Representatives of the island’s Government Development Bank (BGF) have been meeting for months with holders of Puerto Rico’s multi-billion dollar debt, floating several ideas, including an overall restructuring for all debt holders, but nothing has been agreed to yet. The island government has also been lobbying for authority to file Chapter 9 bankruptcy as another mechanism to restructure its debt. The island is facing several large debt payments, including $422 million on May 1st and $2 billion on July 1st, and the BGF has just $562 million in cash-on-hand. Several bond holders on April 4th sued the bank, seeking an injunction against the bank’s payments to other creditors and alleging that the bank favors some creditors over others, which the bank denies. BGF says it will fight the lawsuit, but calls it “further evidence of the price we all pay for congressional inaction.”

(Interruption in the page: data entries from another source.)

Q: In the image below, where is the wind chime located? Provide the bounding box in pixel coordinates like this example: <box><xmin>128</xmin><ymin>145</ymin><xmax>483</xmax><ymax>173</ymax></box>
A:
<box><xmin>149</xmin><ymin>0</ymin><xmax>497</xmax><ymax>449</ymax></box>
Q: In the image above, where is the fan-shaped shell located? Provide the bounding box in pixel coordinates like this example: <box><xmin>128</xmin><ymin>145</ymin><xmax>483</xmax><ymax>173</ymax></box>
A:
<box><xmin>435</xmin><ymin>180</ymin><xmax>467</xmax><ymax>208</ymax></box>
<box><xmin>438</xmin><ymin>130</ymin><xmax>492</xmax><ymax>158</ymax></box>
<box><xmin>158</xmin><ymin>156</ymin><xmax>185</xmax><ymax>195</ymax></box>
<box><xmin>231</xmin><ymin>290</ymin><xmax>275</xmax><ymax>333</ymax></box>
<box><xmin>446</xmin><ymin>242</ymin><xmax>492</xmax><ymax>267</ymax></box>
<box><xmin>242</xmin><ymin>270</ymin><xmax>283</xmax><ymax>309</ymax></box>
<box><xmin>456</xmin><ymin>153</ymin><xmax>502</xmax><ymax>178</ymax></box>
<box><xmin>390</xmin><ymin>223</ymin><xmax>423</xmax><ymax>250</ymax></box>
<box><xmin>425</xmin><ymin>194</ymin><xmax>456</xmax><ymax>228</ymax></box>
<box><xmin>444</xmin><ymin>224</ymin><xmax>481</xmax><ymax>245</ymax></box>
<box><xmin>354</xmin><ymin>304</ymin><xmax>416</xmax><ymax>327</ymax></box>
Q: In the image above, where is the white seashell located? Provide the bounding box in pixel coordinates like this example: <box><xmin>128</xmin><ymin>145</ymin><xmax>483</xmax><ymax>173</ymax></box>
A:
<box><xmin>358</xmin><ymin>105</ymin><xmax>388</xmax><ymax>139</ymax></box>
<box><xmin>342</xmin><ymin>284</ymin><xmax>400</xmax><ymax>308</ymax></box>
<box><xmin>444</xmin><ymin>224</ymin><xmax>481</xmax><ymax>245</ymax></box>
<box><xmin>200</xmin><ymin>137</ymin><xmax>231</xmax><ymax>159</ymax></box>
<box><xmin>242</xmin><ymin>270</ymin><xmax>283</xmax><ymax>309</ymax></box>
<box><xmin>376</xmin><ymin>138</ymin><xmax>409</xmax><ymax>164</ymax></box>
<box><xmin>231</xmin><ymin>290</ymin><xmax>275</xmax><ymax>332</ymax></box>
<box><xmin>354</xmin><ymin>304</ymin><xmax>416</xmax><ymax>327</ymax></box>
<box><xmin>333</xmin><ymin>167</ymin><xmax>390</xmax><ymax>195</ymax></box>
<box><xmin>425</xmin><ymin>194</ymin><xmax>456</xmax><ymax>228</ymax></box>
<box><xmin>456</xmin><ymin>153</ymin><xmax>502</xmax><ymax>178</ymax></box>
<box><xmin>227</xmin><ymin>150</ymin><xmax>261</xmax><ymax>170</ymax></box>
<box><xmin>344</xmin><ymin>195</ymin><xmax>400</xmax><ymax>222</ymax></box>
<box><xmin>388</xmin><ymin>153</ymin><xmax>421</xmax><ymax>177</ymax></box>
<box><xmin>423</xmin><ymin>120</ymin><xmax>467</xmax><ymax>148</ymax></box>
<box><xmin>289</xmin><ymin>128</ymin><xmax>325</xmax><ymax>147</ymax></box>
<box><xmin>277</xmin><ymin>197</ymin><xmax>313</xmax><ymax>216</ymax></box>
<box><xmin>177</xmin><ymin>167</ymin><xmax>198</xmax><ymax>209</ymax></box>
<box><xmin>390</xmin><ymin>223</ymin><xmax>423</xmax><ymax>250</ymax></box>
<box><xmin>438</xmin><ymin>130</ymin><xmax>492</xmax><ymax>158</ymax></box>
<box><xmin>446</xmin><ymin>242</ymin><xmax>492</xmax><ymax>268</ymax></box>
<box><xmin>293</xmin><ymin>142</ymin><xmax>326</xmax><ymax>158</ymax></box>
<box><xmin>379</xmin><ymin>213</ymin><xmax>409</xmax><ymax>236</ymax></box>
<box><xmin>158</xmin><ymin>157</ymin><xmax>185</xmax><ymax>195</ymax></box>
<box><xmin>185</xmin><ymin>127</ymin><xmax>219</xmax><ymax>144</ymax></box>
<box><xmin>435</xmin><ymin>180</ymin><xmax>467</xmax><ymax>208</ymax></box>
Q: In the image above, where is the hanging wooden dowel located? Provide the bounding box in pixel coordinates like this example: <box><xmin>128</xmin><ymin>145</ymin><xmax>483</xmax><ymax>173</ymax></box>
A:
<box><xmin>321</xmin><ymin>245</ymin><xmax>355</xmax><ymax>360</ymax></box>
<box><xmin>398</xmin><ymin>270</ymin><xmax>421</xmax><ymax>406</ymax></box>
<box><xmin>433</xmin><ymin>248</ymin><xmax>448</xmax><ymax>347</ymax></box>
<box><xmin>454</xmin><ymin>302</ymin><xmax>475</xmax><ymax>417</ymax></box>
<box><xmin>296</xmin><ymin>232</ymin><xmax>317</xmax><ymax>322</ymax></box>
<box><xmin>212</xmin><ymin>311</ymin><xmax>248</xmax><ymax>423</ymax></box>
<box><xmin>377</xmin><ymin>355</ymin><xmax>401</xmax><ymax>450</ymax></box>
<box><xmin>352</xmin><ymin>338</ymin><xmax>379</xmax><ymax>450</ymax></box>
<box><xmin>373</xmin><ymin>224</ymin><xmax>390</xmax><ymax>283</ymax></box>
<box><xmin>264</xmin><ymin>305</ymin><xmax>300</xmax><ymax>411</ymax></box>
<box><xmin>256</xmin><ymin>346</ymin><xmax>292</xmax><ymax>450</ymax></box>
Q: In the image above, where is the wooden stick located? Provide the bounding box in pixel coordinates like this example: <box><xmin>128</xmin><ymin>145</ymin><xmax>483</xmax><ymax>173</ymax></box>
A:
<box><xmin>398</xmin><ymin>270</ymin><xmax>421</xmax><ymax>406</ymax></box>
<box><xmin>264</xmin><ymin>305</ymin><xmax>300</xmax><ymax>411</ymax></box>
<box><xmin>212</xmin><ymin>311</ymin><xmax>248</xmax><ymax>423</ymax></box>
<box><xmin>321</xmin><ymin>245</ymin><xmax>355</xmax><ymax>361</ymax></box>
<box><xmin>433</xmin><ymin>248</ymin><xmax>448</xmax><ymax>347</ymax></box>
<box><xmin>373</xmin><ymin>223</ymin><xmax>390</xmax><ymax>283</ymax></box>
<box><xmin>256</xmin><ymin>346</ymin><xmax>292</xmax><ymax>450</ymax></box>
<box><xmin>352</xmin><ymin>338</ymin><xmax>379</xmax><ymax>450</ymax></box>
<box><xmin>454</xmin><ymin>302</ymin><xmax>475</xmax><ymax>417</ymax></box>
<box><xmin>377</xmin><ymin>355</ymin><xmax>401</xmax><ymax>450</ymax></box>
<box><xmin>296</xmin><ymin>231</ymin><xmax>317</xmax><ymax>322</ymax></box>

Island legislators and government officials aren’t the only ones lobbing harsh criticism at the congressional proposal; it is also being batted down by all sides of the political spectrum here in the states. “This process that they’re proposing is completely undemocratic. It ignores the rights of 3.5 million Puerto Ricans on the island who are American citizens,” says Carlos Mercader, a lawyer from Puerto Rico who is Executive Director of the advocacy group Latino Partnership for Conservative Principles, which calls the committee’s handiwork “colonialism in its purest form.”
“What Congress needs to do is help with talks between the island and its creditors so that a voluntary agreement can be reached. But this proposal is not the way to go,” says Mercader.
“In Congress, the prescription for Puerto Rico’s financial problems is a new layer of colonial oversight from Washington through a control board. Puerto Rico’s problems stem from too much of the power to determine her destiny residing in Washington, a far-off Capitol,” says Rep. Luis Gutiérrez (D-Ill.), a native of Puerto Rico. “This control board proposal just adds to those vast powers and with little transparency or authentic involvement by the Puerto Rican people.”
The Center for Individual Freedom, a conservative group based in Alexandria, VA has been running a television ad in the Washington area opposing the congressional move, calling it “a bailout on the backs of savers on seniors.”
Meanwhile, as all this swirls around, island residents say they are worried. “In fact we are all very worried. I know Congress had to do something, but this draft proposal is too drastic. It’s going backwards,” says Charlyn Gaztambide Janer, a public relations specialist in San Juan. “We are all very scared and mad. We feel like the U.S. Congress is overreacting to what is happening on the island and we worry about what will happen.”
A poll conducted among island residents by Puerto Rico’s largest daily, El Nuevo Día, found that a majority – 52 percent – feel that the situation on the island is “very bad,” an increase from 46 percent three years ago. Nearly half – 46 percent – say they are “economically worse off” this year compared to last year, with most saying they will be either in the same economic straits or even more worse off next year. An overwhelming majority – 73 percent – said that things on the island are going in the wrong direction, with most saying they are either somewhat unsatisfied or very dissatisfied with their current economic situation.